Because it is only a serious impairment which will qualify as an exception under s. 266(1)(b) [now s. 267.5(5)], it is apparent that the Legislature intended that injured persons are required to bear some interference with their enjoyment of life without being able to sue for it.
[45] Ms. Girao testified that as a result of the injuries she sustained in the motor vehicle accident, she has been unable to work or perform her usual activities of daily living. I am not satisfied that any inability to work or perform her usual activities is related to the soft tissue injuries to her neck and back. Ms. Girao’s most significant medical issue was with respect her depression and anxiety. Dr. Malicki testified that Ms. Girao’s depression was dominating her whole life and causing severe impairment. She could not work or perform her activities of daily living. Dr. Manohar testified that the depression affects Ms. Girao’s relationships and ability to work. Dr. Pilowsky stated that as a result of the depression Ms. Girao has low mood and a lack of energy which results in an inability to work or interact socially. Dr. Rosenblat provided the opinion that Ms. Girao was unable to work because of the levels of depression.

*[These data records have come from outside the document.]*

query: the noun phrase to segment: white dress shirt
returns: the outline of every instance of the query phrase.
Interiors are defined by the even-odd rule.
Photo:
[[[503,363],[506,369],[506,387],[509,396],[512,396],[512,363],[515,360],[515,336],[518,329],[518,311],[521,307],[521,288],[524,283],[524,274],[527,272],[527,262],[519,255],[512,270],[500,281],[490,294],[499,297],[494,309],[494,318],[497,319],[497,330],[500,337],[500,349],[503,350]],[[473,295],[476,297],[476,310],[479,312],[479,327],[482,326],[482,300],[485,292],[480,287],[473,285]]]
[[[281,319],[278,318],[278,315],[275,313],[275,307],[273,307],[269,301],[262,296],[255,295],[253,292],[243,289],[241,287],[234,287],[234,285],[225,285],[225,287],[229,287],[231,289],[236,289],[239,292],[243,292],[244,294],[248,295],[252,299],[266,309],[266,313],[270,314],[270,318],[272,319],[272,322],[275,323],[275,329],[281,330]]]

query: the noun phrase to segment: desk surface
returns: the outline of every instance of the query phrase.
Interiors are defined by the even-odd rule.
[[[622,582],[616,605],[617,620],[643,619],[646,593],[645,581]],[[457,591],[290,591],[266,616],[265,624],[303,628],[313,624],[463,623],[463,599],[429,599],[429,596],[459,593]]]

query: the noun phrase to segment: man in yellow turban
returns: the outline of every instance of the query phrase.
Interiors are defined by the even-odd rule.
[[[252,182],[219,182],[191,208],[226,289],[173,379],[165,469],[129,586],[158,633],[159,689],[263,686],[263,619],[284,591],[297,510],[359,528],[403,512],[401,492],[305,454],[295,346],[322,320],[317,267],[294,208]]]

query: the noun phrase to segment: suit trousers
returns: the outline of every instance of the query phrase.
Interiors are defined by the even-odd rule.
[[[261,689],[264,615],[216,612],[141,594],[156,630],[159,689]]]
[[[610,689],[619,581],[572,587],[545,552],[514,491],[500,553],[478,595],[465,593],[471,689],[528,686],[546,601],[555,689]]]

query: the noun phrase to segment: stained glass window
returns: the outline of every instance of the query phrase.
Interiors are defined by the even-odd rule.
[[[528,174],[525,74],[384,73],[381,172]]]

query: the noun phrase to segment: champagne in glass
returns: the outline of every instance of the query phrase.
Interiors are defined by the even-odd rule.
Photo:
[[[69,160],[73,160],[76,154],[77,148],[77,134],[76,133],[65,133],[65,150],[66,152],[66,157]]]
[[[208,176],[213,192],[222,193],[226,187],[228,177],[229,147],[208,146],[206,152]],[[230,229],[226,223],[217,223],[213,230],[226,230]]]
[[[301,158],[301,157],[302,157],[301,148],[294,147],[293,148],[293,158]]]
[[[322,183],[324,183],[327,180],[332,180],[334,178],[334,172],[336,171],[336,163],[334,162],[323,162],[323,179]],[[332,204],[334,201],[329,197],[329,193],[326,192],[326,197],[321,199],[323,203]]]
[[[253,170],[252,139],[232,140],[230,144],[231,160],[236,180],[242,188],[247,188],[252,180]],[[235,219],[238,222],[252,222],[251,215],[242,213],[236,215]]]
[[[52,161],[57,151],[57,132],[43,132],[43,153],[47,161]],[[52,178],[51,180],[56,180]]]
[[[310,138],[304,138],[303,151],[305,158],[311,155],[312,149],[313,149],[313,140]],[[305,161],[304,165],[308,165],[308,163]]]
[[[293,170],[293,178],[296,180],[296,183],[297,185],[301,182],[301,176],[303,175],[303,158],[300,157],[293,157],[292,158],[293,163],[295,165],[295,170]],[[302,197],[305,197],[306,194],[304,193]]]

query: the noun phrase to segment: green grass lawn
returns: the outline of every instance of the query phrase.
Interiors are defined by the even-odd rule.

[46] Although the evidence supports a finding of a serious impairment arising out of her depression, the same cannot be said about the whiplash associated disorder. In the disability certificate completed about one month after the accident, Dr. Malicki diagnosed Ms. Girao with a whiplash grade II, and stated that she can do her regular work. Dr. Mathoo noted that on examination Ms. Girao had stiffness and a loss of movement of her neck on rotation and side bending, but the impairment did not affect her activities of daily living. Dr. Lipson provided the opinion that the impairment of her neck movements would not reasonably be expected to interfere with her ability to work or perform her normal activates including housekeeping.
[47] The totality of the evidence does not support the conclusion that the soft tissue injuries caused by the motor vehicle accident had a significant effect on Ms. Girao’s ability to work or perform her usual activities: Jugmohan v. Royle et al, at para. 34. I conclude that Ms. Girao failed to prove on a balance of probabilities that the soft tissue injuries to her neck and back resulted in a serious impairment of an important bodily function. Although Ms. Girao may have a permanent restriction in the movement of her neck, I find that the restriction does not prevent her from working or carrying out her usual activities. It is my view that any inability to work or perform her activities of daily living is related to Ms. Girao’s depression which I find was not caused by the motor vehicle accident.
Disposition
[48] I conclude that Ms. Girao does not fall within the statutory exception set out in subsection 267.5(5) of the Insurance Act, and as a result, the Defendant is not liable for any damages for non-pecuniary loss. I grant the Defendant’s threshold motion and dismiss Ms. Girao’s claim for non-pecuniary general damages.
[49] There are two remaining issues:
a. The deductibility of Statutory Accident Benefits; and,
b. Costs
[50] If the parties are unable to come to an agreement, they may make their oral submissions with respect to the remaining issues, on November 18, 2021 at 2 pm. by videoconference.